Basically which option is stronger?

@jopemachine @bartlomieju how should this feature work together with the skip, and only filter in runBenchmarks?

So if i have benches like:

  • itHasOnly
  • simpleBench
  • extraBench
  • extraBenchWithOnly

and run runBenchmarks({ only: /Bench/, skip: /extra/ }) which benchmarks should be ran?
Basically which option is stronger?

In my PR (#8237), if there are benches with only option,
Only these options which have "Bench" will be run.
(In your example, only extraBenchWithOnly will be run)

Otherwise (if there is not bench which have only option, that is, without extraBenchWithOnly), extraBench and simpleBench will be run because they have "Bench" in their bench name.

@jopemachine @bartlomieju how should this feature work together with the skip, and only filter in runBenchmarks?

So if i have benches like:

  • itHasOnly
  • simpleBench
  • extraBench
  • extraBenchWithOnly

and run runBenchmarks({ only: /Bench/, skip: /extra/ }) which benchmarks should be ran?
Basically which option is stronger?

I'm sorry, I missed skip option.

I think any tests will not be run because of skip option.

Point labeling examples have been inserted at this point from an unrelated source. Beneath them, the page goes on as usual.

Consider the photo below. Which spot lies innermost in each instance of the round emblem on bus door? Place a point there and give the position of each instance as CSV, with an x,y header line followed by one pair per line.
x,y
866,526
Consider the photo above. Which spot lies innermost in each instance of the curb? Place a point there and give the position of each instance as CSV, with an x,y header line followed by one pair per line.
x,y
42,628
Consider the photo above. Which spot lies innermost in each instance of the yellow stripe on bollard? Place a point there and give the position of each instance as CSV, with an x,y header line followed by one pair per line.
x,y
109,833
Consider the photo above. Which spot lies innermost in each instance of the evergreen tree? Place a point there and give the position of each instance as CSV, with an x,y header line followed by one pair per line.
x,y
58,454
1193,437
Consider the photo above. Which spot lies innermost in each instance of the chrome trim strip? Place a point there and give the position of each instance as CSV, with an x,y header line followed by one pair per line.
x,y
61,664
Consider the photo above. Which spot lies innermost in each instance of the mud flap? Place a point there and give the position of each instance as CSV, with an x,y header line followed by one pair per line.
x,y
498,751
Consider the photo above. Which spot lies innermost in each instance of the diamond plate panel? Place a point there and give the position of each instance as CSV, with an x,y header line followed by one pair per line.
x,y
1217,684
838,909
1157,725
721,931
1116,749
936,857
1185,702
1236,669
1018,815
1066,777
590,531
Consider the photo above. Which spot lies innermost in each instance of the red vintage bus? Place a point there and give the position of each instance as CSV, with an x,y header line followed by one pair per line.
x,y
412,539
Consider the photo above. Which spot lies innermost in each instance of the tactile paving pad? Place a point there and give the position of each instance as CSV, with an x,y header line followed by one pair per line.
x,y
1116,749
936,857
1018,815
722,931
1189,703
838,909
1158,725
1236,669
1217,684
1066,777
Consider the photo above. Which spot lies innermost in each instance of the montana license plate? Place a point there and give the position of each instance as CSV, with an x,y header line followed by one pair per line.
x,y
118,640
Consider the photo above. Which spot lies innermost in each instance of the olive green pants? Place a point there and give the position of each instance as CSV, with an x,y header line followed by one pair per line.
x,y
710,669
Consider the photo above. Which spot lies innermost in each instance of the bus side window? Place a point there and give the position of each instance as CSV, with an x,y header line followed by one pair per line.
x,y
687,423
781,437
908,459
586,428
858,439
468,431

and without extraBenchWithOnly, only simpleBench will be run.


So, I think only option in bench argument would be most strong at this PR.

Thinking a bit about it, deno test purposefully exits with fail at the end, if only was used.
Shouldn't benching have some similar outcome, or at least indicate it in the output? (in the terminal, and some other way, in case silent is used, possibly in BenchmarkRunResult or with an exception?)

Thinking a bit about it, deno test purposefully exits with fail at the end, if only was used.
Shouldn't benching have some similar outcome, or at least indicate it in the output? (in the terminal, and some other way, in case silent is used, possibly in BenchmarkRunResult or with an exception?)

This is the result of the benchmark test code execution.

Check file:///Users/igyubong/Desktop/deno/t.ts
running 1 benchmark ...
benchmark runs100ForIncrementX1e6-2 ... 
    100 runs avg: 0.26ms
benchmark result: DONE. 1 measured; 2 filtered

In the above output, how about changing the benchmark result DONE to FILTERED (with red color) to warn users if there are some filtered benchs?